Fact: The US Supreme Court case Abington School District v. Schempp (1963) didn’t remove any sign of religion from the public school day nor did it ban Bible reading or prayer in public schools. That is a myth carried on by extremists who want to indoctrinate children.
“The Court explicitly upheld Engel v. Vitale, in which the Court ruled that a school’s sanctioning of a prayer violated the Establishment Clause of the First Amendment to the United States Constitution, which states, “Congress shall make no law respecting an establishment of religion.” The Abington court held that in organizing Bible reading, the school was conducting “a religious exercise,” and “that cannot be done without violating the ‘neutrality’ required of the State by the balance of power between individual, church, and state that has been struck by the First Amendment” (374 U.S. 203 (1963)).”
The court ruled that state mandated prayer and Bible reading was a violation of the 1st amendment of the children and their parents because the state was dictating what the prayers were and what Bible to read and the children were not free to leave.
Fact: One of the people who brought one of the cases combined into Abington School District v. Schempp was Madalyn Murray O’Hair – not Madalyn Marie O”Hair – who the narrator misnames twice. O’Hair did found American Atheists and she was labeled the most hated woman in American but Ellery Schempp, the namesake of the case, was a Unitarian. Most church and state cases have been brought by religious people not atheists. Schempp sued his school after being disciplined for trying to read the Quran.

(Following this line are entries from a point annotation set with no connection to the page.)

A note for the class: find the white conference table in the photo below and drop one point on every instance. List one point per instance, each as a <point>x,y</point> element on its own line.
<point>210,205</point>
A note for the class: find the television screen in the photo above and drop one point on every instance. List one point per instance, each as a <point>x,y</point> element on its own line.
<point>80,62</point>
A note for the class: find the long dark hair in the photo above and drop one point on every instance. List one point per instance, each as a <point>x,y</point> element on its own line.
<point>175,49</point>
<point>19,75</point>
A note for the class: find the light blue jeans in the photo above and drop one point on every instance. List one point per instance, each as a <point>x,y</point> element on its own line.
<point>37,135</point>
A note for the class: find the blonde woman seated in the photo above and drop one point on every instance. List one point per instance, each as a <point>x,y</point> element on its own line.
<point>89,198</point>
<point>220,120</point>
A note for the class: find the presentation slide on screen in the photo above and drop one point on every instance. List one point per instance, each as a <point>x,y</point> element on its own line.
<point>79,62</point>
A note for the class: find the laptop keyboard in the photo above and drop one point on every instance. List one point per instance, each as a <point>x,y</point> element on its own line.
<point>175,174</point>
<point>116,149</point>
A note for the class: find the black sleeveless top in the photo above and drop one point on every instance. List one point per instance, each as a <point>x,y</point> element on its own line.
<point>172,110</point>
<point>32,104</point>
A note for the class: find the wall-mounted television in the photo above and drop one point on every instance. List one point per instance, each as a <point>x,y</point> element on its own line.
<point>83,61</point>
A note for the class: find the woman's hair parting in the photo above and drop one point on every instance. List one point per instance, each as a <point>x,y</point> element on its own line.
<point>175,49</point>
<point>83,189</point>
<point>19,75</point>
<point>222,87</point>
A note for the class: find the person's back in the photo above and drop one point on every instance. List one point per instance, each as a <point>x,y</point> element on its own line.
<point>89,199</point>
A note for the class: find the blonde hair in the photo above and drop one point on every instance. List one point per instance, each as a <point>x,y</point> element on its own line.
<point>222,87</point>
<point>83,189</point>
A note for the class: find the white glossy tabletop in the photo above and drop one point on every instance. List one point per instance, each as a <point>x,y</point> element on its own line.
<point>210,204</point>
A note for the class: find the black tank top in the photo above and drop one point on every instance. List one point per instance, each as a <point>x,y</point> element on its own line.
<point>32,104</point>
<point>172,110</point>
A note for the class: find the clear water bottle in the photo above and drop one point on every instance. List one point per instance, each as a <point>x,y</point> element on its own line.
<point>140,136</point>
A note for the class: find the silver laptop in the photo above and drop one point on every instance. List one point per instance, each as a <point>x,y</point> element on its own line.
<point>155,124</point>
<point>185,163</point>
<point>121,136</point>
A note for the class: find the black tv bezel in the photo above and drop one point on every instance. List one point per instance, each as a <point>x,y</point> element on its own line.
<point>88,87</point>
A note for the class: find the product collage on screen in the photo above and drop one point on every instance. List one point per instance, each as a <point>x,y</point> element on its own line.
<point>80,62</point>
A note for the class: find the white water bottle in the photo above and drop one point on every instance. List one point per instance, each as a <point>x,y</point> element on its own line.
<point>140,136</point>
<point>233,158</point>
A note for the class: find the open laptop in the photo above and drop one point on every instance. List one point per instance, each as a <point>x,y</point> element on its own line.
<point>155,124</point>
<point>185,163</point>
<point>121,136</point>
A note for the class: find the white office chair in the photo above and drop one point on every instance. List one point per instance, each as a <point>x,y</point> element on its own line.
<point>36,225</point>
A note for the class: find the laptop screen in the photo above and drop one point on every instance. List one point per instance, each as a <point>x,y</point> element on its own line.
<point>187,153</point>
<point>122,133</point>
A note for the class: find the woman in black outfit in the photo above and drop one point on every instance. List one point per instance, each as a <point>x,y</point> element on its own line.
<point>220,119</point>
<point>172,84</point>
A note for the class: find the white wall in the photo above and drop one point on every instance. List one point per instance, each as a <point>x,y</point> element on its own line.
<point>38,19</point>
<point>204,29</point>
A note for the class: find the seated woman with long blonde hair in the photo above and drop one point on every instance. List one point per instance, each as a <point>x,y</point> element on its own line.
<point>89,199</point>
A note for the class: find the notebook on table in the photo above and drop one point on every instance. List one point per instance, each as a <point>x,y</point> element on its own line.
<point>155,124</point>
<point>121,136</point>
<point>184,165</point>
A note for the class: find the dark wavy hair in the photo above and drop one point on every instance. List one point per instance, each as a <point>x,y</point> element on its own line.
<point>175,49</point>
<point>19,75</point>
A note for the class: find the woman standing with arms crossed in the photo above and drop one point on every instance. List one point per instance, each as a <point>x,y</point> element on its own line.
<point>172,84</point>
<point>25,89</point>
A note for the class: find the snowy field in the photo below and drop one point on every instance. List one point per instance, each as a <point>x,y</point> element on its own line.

Fact: Children can read Bibles and pray in public schools as long as they aren’t being disruptive or trying to convert their classmates. In some states, like Ohio, they can use religion for some of their school work like book reports or art projects.
But did these ideas have to come from the Bible? Aren’t these things we’re calling biblical values just common sense ideas? These were not common sense ideas. Bible scholars had communicated to that generation of founding fathers the truth about human equality and the truth about human rights. Intellectual fall of America began on July 4th, 1776, when the Declaration of Independence said that we hold these truths to be self-evident, that all men are created equal. Jefferson had actually drafted we hold these truths to be sacred. These are revealed truth, that all men are created equal because it was never self-evident to America in 1776 that slaves and slave owners are equal. It was never self-evident that male and female are equal. This was revealed truth that both men and women are created in God’s image. Even today, if you go and interview average high school student in the public school in America, Is it self-evident to you that all men are created? All intelligent students will say created. Nobody’s created
FACT: The founders were nominally religious. They were gentlemen. They owned property. They were wealthy. They believed they gained their morality through their education. The founders, like Jefferson, believed religion was for people of lesser means as a substitute for morality to control the rabble – much like Karl Marx wrote in the 1840s that religion was the opium of the people used as a tool of the ruling class to maintain power and reproduce inequality. They justify the principles of capitalism and prevent the proletariat revolution.
FACT: The Declaration of Independence went against God and the Bible as revolution wasn’t justified in Christianity if God ordained a government. People were expected to obey. That’s why some flowery religious language was used as window dressing.